Lamento di un Capitello Barocco

Voi distratti passanti, mendicanti e semplici bottegai, placate le frenetiche arterie del centro.
Abbandonate i negozi, arrestate le vetture sull’asfalto.
Volgete i vostri sguardi in direzione della piazza, tendete l’orecchio alle nostre voci.
Possibile che debba strapparmi i dorati ricci come fece il prode Achille alla morte del suo compagno prediletto per avere un briciolo della vostra ottusa attenzione?
Che saranno mai due o tre minuti strappati alle vostre vite insulse, così orrendamente mortali?
Noi, pregiati Eroti d’oro smaltato, vi racconteremo del nostro dolore, di coloro che per superbia e giustificata invidia ci hanno declassato ad infime decorazioni, a paffuti vezzi da salotto.
Da secoli siamo vittime di veri e propri sberleffi architettonici: sfruttati alla stregua di reggi ghirlande in altorilievi di tremendi sudari in marmo; svergognati nelle regie fontane, laddove le nostre floride nudità sono scempiate nell’osceno atto della minzione. Per non citare poi le miriadi di affreschi che abbondano delle nostre deliziose natiche in bella vista!
Ahimè, pure io e i miei fratelli non siamo stati sfiorati da sorte migliore, intrappolati nel bassorilievo di questo infimo capitello per opera di uno scalpellino idiota che ha osato ritrarci con le morbide schiene piegate e le paffute braccia tese a sorreggere una Venere di discutibile fattura. Proprio noi, fanciulli di eterna beltà e giovinezza, siamo costretti a sopportare il peso di questa insulsa bisbetica, sempre pronta a crogiolarsi nella sua vesta di pietra che, rimanga fra noi, la ingrassa pure.
Proprio noi che siamo Amorini, raffigurazioni materiche del divino Eros, custodi e padroni del più potente incantesimo che permea il mondo: l’amore.

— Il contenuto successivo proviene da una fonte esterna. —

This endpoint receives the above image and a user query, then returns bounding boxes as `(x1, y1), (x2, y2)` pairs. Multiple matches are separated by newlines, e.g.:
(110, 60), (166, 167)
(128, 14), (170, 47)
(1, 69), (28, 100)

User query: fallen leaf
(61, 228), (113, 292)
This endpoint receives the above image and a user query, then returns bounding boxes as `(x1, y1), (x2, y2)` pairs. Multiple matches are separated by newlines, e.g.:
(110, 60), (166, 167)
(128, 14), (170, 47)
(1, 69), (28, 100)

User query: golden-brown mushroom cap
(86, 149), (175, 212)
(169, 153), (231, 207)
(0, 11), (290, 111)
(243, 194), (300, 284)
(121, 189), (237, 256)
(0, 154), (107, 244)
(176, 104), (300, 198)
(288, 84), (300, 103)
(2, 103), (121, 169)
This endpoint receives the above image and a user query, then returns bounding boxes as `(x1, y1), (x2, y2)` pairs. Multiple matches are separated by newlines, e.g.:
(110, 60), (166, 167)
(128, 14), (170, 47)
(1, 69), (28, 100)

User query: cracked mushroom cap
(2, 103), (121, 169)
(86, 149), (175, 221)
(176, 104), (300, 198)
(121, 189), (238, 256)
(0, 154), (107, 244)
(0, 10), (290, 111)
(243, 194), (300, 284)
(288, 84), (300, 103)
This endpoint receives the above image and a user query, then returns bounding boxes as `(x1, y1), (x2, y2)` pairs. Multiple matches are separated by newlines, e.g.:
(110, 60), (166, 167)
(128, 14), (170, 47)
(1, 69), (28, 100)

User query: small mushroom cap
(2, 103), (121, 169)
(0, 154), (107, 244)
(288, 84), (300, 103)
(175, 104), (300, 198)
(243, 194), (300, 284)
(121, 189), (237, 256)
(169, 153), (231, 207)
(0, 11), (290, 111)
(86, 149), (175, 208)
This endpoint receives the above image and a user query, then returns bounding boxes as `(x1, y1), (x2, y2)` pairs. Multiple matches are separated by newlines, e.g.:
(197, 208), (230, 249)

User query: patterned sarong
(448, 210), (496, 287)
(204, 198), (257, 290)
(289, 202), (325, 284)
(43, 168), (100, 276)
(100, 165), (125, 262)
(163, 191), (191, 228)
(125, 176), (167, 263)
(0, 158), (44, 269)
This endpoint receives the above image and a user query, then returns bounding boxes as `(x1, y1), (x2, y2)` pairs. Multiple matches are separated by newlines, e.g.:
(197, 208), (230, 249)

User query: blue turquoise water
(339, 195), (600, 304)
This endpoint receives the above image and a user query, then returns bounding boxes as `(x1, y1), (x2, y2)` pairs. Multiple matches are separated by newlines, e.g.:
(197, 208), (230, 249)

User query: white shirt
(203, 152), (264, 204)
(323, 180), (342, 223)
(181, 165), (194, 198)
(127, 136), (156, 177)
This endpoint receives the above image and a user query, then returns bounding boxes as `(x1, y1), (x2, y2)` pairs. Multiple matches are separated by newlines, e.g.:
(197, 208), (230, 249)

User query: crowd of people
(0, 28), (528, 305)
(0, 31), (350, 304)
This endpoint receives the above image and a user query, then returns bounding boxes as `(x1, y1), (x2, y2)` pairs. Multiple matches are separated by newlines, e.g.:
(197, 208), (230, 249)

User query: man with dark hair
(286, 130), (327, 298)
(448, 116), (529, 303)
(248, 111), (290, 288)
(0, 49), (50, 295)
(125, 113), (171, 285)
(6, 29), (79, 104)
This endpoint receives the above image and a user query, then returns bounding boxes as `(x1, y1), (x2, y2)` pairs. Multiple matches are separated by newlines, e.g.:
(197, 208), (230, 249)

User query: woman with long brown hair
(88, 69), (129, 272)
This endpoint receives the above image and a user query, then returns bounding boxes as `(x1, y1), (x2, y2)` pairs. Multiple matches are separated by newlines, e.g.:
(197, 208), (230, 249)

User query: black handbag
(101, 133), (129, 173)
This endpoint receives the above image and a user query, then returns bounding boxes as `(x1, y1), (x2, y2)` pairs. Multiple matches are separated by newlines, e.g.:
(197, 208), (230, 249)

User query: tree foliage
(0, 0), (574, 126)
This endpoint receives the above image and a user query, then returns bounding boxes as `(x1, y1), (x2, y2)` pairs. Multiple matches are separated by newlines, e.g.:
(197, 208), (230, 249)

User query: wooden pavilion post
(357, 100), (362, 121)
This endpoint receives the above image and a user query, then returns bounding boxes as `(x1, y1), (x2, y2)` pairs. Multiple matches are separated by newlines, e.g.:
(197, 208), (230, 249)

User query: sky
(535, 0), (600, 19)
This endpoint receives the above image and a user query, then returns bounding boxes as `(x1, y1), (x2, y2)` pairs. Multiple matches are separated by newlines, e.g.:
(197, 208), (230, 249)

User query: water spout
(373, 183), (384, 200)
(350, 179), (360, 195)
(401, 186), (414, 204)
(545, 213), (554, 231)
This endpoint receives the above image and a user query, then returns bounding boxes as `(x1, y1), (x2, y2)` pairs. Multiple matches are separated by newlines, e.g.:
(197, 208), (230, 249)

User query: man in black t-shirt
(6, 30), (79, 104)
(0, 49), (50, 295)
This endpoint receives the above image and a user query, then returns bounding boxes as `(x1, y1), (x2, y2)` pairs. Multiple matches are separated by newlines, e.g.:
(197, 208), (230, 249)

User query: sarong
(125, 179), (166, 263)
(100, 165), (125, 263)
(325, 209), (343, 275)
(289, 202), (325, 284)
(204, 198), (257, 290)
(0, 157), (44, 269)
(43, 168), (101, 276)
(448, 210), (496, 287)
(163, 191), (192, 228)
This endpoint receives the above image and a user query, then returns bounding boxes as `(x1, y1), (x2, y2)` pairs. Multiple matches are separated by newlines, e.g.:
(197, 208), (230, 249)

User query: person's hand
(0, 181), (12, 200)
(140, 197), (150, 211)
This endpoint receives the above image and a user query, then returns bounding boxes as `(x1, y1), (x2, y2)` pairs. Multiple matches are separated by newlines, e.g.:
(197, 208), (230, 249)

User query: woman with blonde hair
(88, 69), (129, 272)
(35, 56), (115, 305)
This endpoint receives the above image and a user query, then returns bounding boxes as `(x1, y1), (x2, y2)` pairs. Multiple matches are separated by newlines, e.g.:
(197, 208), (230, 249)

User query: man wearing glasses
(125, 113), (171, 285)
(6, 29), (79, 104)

In nome del tragico splendore di cui siamo indiscutibile vessillo terreno vi invito a condividere il nostro strazio. Versate le vostre misere lacrime sul fato immeritato che ha colpito esseri celesti di sì fatta natura; perseguitati e additati da coloro che null’altro pregio hanno ricevuto dall’esistenza se non la consapevolezza di essere individui tremendamente ordinari. Anche questa dea fasulla che ci sfianca le schiene non è certo da meno! Già pregusto il giorno in cui il restauro avrà luogo; sono certo che uno di quegli operatori incapaci confonderà le didascalie. Quante risate e lacrime verseremo quando quell’oca frivola si ritroverà al posto del suo stretto deretano da scopa le abbondanti terga di Giunone!